The Methodology: Nuts and Bolts of the BT 500

     Print Edition: Nov 14, 2010

Eighteen years ago, the year in which Business Today got started, the first BT 500 came into being. It has a been a long - and consistent - ride since then, with value being added to the listings year after year. This time around we have incorporated two specific changes with the idea of making the output more relevant to you. First, the earnings per share, or EPS, for the BT 500 companies are calculated for the six months ended September 30, 2010. Earlier, this figure was arrived at by looking at the figure for the year-ended March 31. Thus, with a more updated EPS, which is an indicator of a company's profitability, we are able to present a picture that is more with it.


Sales: Operating income and other income

Net Profit: Profit after tax

Market capitalisation: Stock price multiplied by the number of outstanding shares

ROCE: Profit before interest and tax as a percentage of the capital employed. Capital employed = fixed assets + circulating capital - current liabilities

RONW: Net profit divided by net worth. Net worth = total assets - total liabilities

Earnings Per Share: Net profit divided by number of outstanding shares
The second departure from previous rankings: While allocating ranks to companies on performance parameters like sales and net profits, we peeped into a much larger universe of companies instead of just 1,000 companies. The advantage of this shift is evident in this example: Cairn India, with a market capitalisation of Rs 59,735 crore, is ranked No. 12 on the BT 500 list. However, with sales and net loss of Rs 172 crore and Rs 69 crore, respectively, its rank is 1,172 and 2,910, respectively.

The rest is as before: We considered the first six months between April and September 2010 to calculate the average market capitalisation, and the ranking was arrived at by looking at the growth over the previous year's corresponding period.

The Process: To arrive at the list of India's most valuable companies, BT relied on Prowess, the database of the Centre for Monitoring Indian Economy, or CMIE. Initially, 4,990 companies listed on the Bombay Stock Exchange were considered. Public sector undertakings were taken out of this list, as there is a separate ranking for state-run companies and banks.
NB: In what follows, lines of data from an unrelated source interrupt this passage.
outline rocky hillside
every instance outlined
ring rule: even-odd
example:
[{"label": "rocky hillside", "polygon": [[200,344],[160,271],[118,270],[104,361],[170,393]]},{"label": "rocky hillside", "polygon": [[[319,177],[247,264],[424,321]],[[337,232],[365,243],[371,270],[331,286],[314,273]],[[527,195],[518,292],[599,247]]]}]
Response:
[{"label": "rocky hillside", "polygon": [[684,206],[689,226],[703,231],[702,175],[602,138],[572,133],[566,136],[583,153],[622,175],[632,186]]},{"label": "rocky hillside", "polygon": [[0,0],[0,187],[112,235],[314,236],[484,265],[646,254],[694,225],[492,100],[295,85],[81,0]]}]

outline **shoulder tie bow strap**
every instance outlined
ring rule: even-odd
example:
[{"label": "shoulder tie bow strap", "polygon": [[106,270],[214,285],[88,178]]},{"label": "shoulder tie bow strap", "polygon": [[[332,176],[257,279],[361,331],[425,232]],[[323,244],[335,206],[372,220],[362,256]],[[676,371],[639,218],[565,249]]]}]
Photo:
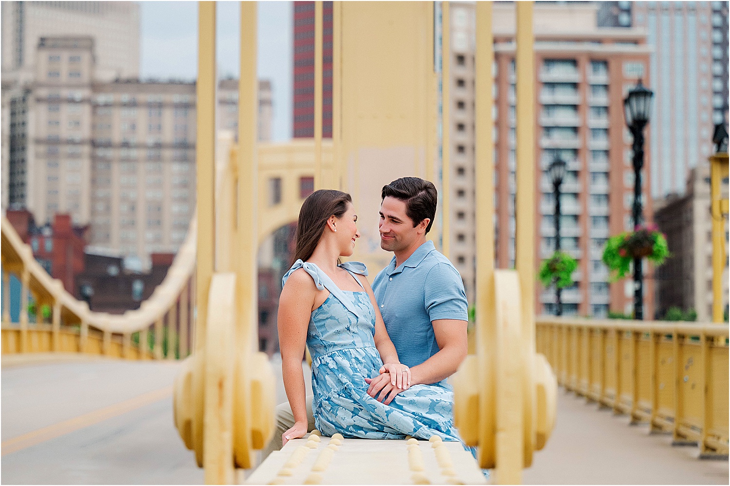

That brought the sample size down to 4,878. We then excluded those companies that traded for under 20 per cent, or 26 days, of the total number of trading days (128) between April 1 and September 30, 2010. That left us with 2,948 companies, of which the top 1,000 were ranked on the basis of growth in average market cap in the first half of financial year 2011 over a year ago.

Financial Parameters: While the rankings are based on market value, the BT 500 also gives financial data for FY 2010. This includes sales, net profit, and total assets (along with rankings), net profit as a percentage of sales (or net profit margins), return on net worth, or RONW, return on capital employed, or ROCE, and EPS. For most companies, the financial year ended March 2010 has been considered. To know which other periods were considered, refer to Key to Tables.

Do not be alarmed if you notice some unevenness in the numbers for net profits, RONW and ROCE for a few companies. For instance, there are a few companies that are in the red but still have a positive ROCE, and vice versa. That is not a mistake. CMIE uses net profit after adjusting for the year's extraordinary income and expenses when calculating the RONW and ROCE ratios. For example: Tata Communications (No. 97) reported a profit of Rs 483 crore in FY 2010. However, both RONW and ROCE are negative, at 1.68 per cent and 1.29 per cent, respectively.

Reason: Tata Communications had extraordinary income of Rs 617.66 crore as well as an extraordinary expense of Rs 16.52 crore that were both carried forward from FY 2009 into the following year. So, on deducting the net extraordinary income of Rs 601.14 from Rs 483 crore, the adjusted net profit is a negative Rs 117.96. Hence a negative RONW and ROCE are justified as a conservative approach to present a more realistic picture.

We have used standalone numbers - as against consolidated results - for all companies. As a result, there may be a few companies whose sales and profits ranking would have got distorted as a consolidated picture is more representative of their operations.